Anmutige Bewegung, grausiger Gehalt

 

Alles in formvollendet austarierten Konstellationen, in denen jeder Schritt und jede Handhaltung eine symbolische Bedeutung hat: Der Kontrast zwischen den anmutigen Bewegungen und dem grausigen Gehalt ist atemberaubend. Diese traumschönen Sequenzen schneidet Regisseur Sánchez Lansch ausgiebig zwischen Doku- und Interview-Passagen.

 

Die Figur von Sar/ Pol Pot verkörpert der Tänzer Prumsodun Ok. Als Kind von Exil-Kambodschanern 1987 in den USA geboren, kennt er den Terror nur aus Erzählungen – und stellt die entscheidenden Fragen. Wie kam Chea Samy damit zurecht, dass ihr einstiger Ziehsohn zu einem der blutrünstigen Massenmörder des 20. Jahrhunderts wurde? Und warum überzog Pol Pot die ihm vertraute Hochkultur mit derartigem Vernichtungsfuror?

 

Zeitabstand erklärt wenig

 

Beantwortet werden diese Fragen nicht.

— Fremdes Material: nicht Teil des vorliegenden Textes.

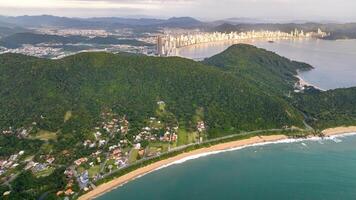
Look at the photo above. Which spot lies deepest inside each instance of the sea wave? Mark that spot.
(283, 141)
(334, 138)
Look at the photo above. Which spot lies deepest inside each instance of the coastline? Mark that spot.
(233, 145)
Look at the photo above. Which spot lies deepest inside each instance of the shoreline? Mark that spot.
(228, 146)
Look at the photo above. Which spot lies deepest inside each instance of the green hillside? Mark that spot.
(86, 105)
(88, 83)
(328, 109)
(263, 68)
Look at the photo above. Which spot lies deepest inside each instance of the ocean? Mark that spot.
(312, 169)
(334, 61)
(307, 169)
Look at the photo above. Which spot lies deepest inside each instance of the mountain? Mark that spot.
(87, 83)
(328, 109)
(100, 22)
(263, 68)
(51, 108)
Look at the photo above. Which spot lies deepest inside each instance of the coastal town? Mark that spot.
(168, 44)
(112, 145)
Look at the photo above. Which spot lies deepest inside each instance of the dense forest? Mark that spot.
(242, 89)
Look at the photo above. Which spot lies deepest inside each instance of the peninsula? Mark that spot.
(70, 125)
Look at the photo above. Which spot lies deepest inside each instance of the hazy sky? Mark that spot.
(344, 10)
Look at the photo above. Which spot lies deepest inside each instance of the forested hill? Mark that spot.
(88, 83)
(328, 109)
(267, 70)
(64, 117)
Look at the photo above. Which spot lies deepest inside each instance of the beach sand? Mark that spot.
(339, 130)
(103, 188)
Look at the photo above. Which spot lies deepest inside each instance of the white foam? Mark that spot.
(289, 140)
(283, 141)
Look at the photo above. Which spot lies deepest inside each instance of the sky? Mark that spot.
(333, 10)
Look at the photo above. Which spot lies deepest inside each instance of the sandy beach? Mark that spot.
(339, 130)
(149, 168)
(103, 188)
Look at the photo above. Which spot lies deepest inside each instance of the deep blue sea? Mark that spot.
(334, 61)
(319, 169)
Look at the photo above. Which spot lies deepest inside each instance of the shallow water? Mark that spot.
(319, 169)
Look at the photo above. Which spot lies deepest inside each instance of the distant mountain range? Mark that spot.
(18, 39)
(20, 24)
(99, 22)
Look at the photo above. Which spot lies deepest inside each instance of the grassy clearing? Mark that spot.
(45, 172)
(161, 145)
(185, 137)
(133, 156)
(45, 135)
(67, 116)
(94, 170)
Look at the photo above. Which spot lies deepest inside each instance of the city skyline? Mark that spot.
(277, 10)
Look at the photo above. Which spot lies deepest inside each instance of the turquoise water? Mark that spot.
(323, 169)
(334, 61)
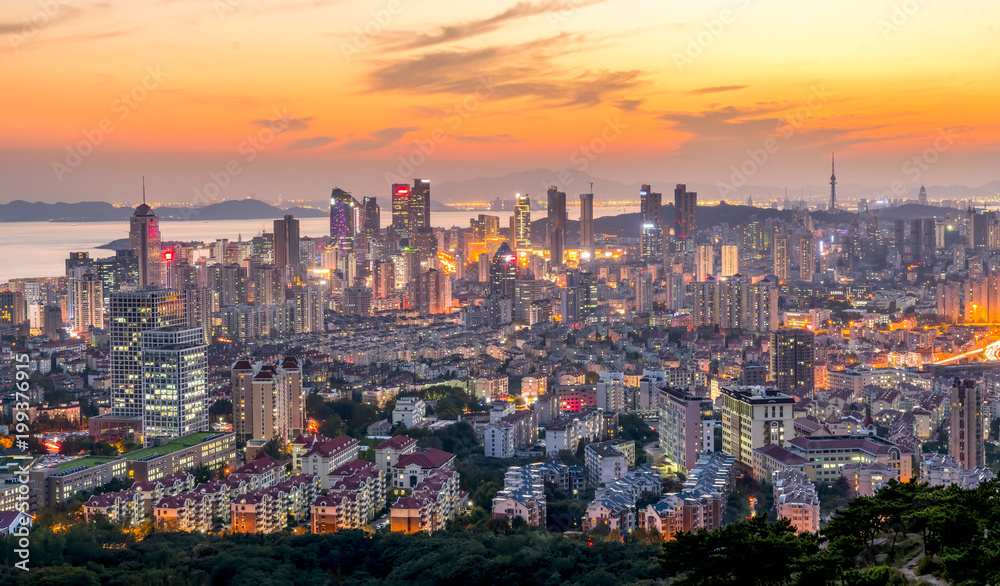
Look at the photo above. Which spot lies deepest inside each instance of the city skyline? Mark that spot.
(692, 90)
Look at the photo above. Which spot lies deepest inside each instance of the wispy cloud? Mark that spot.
(517, 70)
(490, 138)
(311, 142)
(287, 124)
(377, 140)
(715, 89)
(628, 105)
(413, 40)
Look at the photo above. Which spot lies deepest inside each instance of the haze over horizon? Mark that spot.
(232, 98)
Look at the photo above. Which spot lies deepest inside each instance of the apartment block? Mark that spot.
(795, 499)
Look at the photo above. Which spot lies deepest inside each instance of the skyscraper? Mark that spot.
(286, 243)
(807, 257)
(781, 256)
(704, 262)
(555, 227)
(644, 293)
(175, 373)
(651, 235)
(13, 309)
(966, 434)
(503, 272)
(131, 314)
(522, 221)
(267, 399)
(87, 292)
(833, 183)
(383, 279)
(420, 204)
(587, 222)
(401, 209)
(685, 216)
(371, 222)
(730, 260)
(342, 214)
(791, 354)
(144, 242)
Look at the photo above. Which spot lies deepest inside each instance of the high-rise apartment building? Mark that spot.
(131, 314)
(286, 244)
(753, 417)
(267, 400)
(13, 309)
(791, 360)
(807, 257)
(730, 260)
(522, 221)
(144, 242)
(704, 261)
(644, 293)
(555, 227)
(175, 373)
(343, 230)
(966, 434)
(503, 272)
(87, 292)
(401, 209)
(587, 222)
(782, 257)
(685, 216)
(383, 279)
(420, 204)
(371, 221)
(651, 234)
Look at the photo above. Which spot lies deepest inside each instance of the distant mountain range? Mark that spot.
(574, 182)
(99, 211)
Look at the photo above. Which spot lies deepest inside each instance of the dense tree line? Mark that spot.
(905, 531)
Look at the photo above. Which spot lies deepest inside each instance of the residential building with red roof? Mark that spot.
(410, 470)
(389, 451)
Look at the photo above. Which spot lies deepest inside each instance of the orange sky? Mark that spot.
(679, 91)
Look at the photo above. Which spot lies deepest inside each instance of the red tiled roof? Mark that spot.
(397, 443)
(431, 458)
(262, 463)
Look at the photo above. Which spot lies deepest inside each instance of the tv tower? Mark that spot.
(833, 183)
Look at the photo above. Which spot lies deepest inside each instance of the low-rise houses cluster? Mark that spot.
(509, 430)
(699, 505)
(432, 505)
(523, 495)
(942, 470)
(613, 507)
(795, 499)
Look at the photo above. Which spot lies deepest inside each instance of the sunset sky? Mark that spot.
(679, 91)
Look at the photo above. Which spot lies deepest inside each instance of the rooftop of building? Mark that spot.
(180, 443)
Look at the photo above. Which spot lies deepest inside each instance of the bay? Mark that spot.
(40, 249)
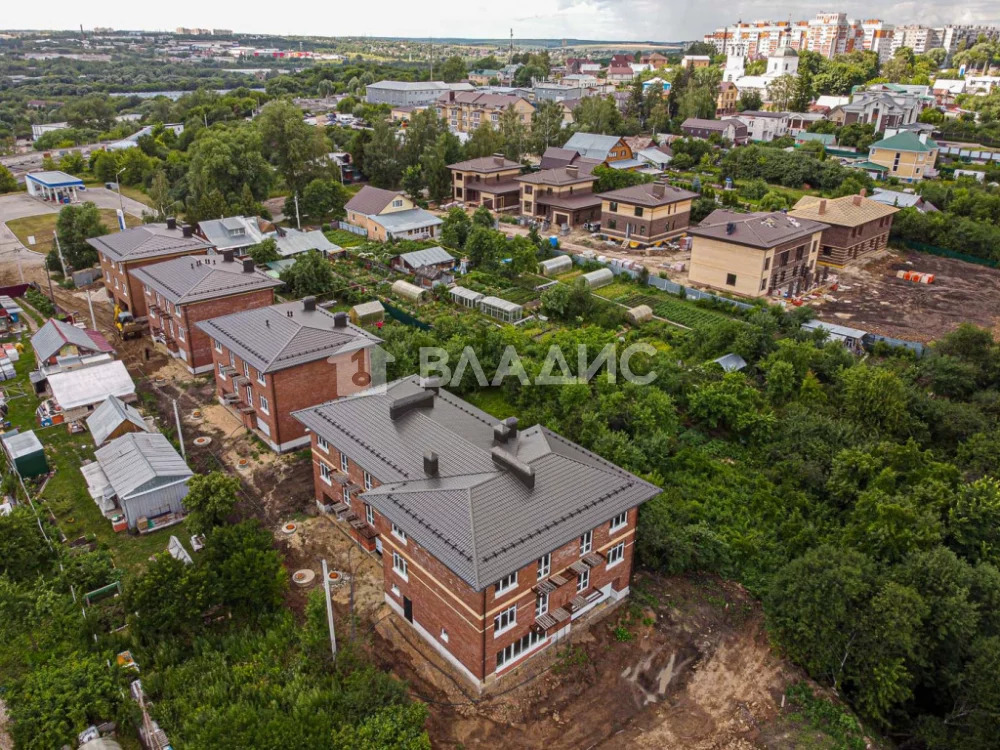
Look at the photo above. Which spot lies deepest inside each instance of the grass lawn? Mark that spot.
(43, 226)
(66, 493)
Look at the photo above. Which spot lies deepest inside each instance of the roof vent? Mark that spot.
(406, 404)
(521, 470)
(430, 464)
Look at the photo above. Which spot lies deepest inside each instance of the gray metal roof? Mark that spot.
(55, 334)
(109, 415)
(430, 256)
(140, 462)
(147, 241)
(477, 517)
(270, 339)
(195, 279)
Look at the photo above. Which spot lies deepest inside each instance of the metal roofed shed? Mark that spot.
(501, 309)
(26, 452)
(597, 279)
(367, 313)
(409, 291)
(555, 266)
(639, 314)
(465, 297)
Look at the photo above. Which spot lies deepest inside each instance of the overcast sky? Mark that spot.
(661, 20)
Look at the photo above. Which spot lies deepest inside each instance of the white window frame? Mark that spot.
(504, 621)
(400, 567)
(544, 565)
(618, 553)
(506, 584)
(619, 522)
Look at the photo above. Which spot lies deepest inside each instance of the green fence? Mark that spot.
(945, 253)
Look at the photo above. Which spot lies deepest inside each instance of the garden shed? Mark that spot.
(639, 314)
(367, 313)
(501, 309)
(555, 266)
(26, 453)
(597, 279)
(465, 297)
(409, 291)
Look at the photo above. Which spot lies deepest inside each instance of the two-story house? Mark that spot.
(271, 361)
(646, 214)
(121, 253)
(387, 214)
(755, 255)
(486, 181)
(183, 291)
(563, 196)
(495, 541)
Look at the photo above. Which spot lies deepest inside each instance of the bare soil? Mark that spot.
(871, 298)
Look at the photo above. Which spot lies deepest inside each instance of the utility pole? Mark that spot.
(329, 610)
(180, 434)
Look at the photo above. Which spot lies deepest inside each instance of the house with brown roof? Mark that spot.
(464, 111)
(180, 292)
(487, 181)
(563, 196)
(271, 361)
(646, 214)
(387, 214)
(858, 226)
(496, 541)
(754, 255)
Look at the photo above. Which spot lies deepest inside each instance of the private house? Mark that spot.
(384, 214)
(183, 291)
(464, 111)
(273, 360)
(486, 181)
(754, 255)
(764, 126)
(729, 129)
(495, 541)
(142, 477)
(856, 226)
(645, 214)
(563, 196)
(56, 341)
(235, 233)
(122, 253)
(725, 99)
(906, 155)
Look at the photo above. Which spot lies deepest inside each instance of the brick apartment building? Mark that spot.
(646, 214)
(486, 181)
(494, 540)
(857, 226)
(121, 253)
(180, 292)
(273, 360)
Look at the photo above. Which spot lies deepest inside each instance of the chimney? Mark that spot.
(430, 464)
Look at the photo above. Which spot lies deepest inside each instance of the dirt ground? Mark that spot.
(873, 299)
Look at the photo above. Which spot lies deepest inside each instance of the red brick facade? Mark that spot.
(458, 620)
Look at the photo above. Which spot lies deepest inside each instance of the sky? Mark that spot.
(659, 20)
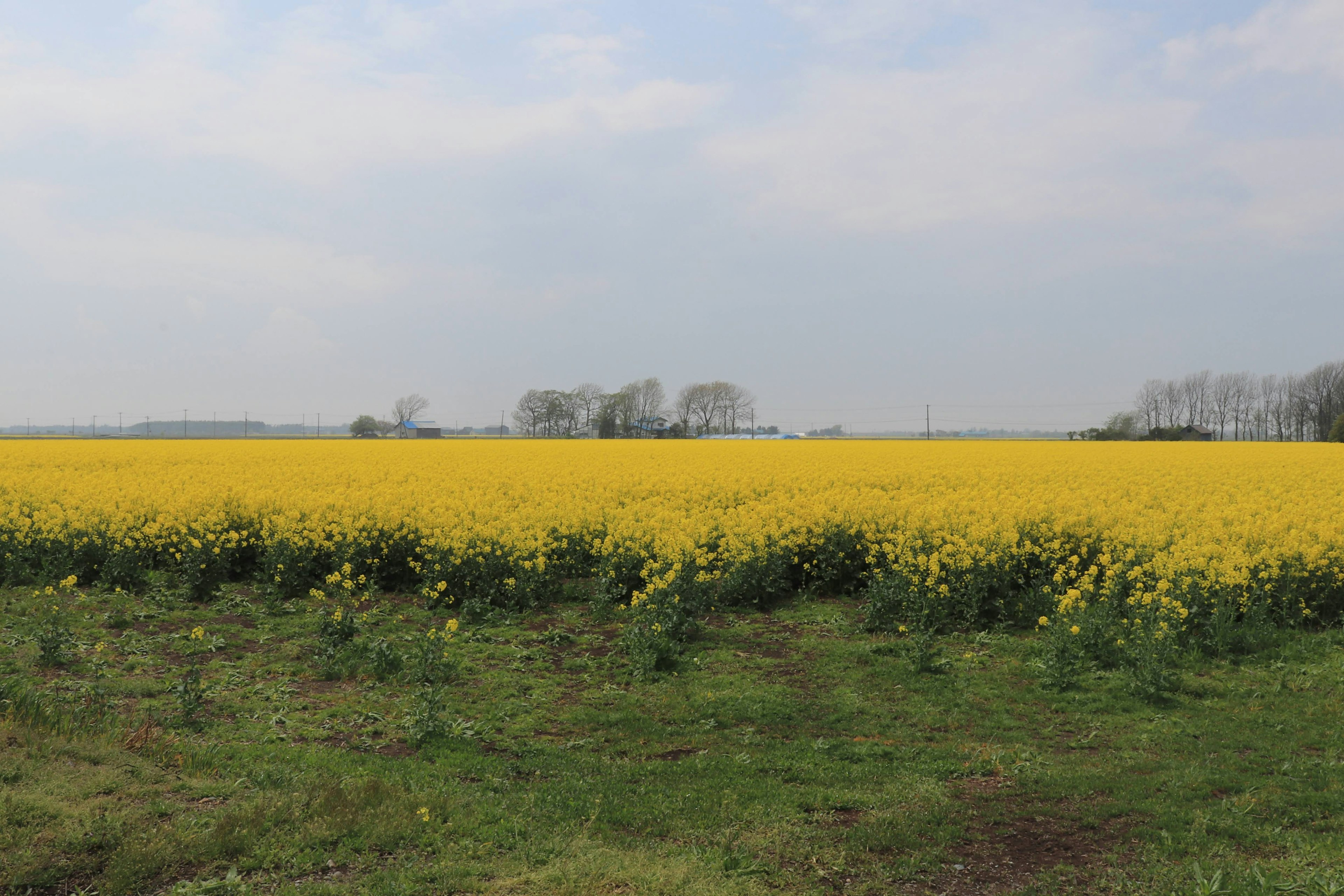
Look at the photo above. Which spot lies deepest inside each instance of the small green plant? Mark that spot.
(1064, 656)
(384, 660)
(338, 628)
(53, 636)
(425, 721)
(1209, 886)
(655, 629)
(555, 637)
(432, 662)
(1150, 644)
(189, 691)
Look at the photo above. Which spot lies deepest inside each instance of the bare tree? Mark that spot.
(1222, 398)
(409, 407)
(1323, 396)
(1194, 390)
(588, 398)
(1245, 397)
(530, 412)
(685, 405)
(704, 404)
(644, 401)
(1150, 404)
(736, 404)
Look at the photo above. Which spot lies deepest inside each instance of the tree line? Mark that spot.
(636, 410)
(1294, 407)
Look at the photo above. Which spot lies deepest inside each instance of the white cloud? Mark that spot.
(191, 22)
(846, 21)
(150, 257)
(1016, 131)
(1038, 121)
(588, 57)
(1287, 37)
(318, 108)
(288, 335)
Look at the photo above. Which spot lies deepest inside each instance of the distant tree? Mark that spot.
(409, 407)
(365, 425)
(1123, 425)
(588, 399)
(530, 412)
(640, 401)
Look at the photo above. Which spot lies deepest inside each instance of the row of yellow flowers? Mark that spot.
(980, 530)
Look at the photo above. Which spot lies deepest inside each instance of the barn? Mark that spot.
(419, 430)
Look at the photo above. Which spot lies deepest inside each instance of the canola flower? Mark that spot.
(1168, 535)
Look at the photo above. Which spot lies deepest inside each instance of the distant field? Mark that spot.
(670, 668)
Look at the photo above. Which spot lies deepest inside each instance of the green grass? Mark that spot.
(787, 751)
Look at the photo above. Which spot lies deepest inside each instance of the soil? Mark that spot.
(396, 750)
(672, 755)
(1026, 838)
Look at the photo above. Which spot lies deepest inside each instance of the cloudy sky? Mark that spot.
(1014, 210)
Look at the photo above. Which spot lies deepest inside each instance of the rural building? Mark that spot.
(419, 430)
(656, 425)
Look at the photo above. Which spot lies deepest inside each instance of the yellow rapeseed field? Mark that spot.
(991, 530)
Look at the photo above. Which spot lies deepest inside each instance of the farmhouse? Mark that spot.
(419, 430)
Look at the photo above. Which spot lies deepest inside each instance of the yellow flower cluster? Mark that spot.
(1030, 527)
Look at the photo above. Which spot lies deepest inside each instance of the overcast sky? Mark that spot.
(847, 206)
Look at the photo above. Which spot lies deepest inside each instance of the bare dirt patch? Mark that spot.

Selbst der Blick auf den zeitlichen Abstand – von Sars Weggang aus dem Palast dauerte es rund ein Vierteljahrhundert bis zur Eroberung von Phnom Penh – hilft nicht wirklich weiter. Doch zumindest entlässt der Film den Zuschauer mit dem Trost, dass die Tradition der kambodschanischen Tanzkunst vor dem Untergang gerettet worden ist.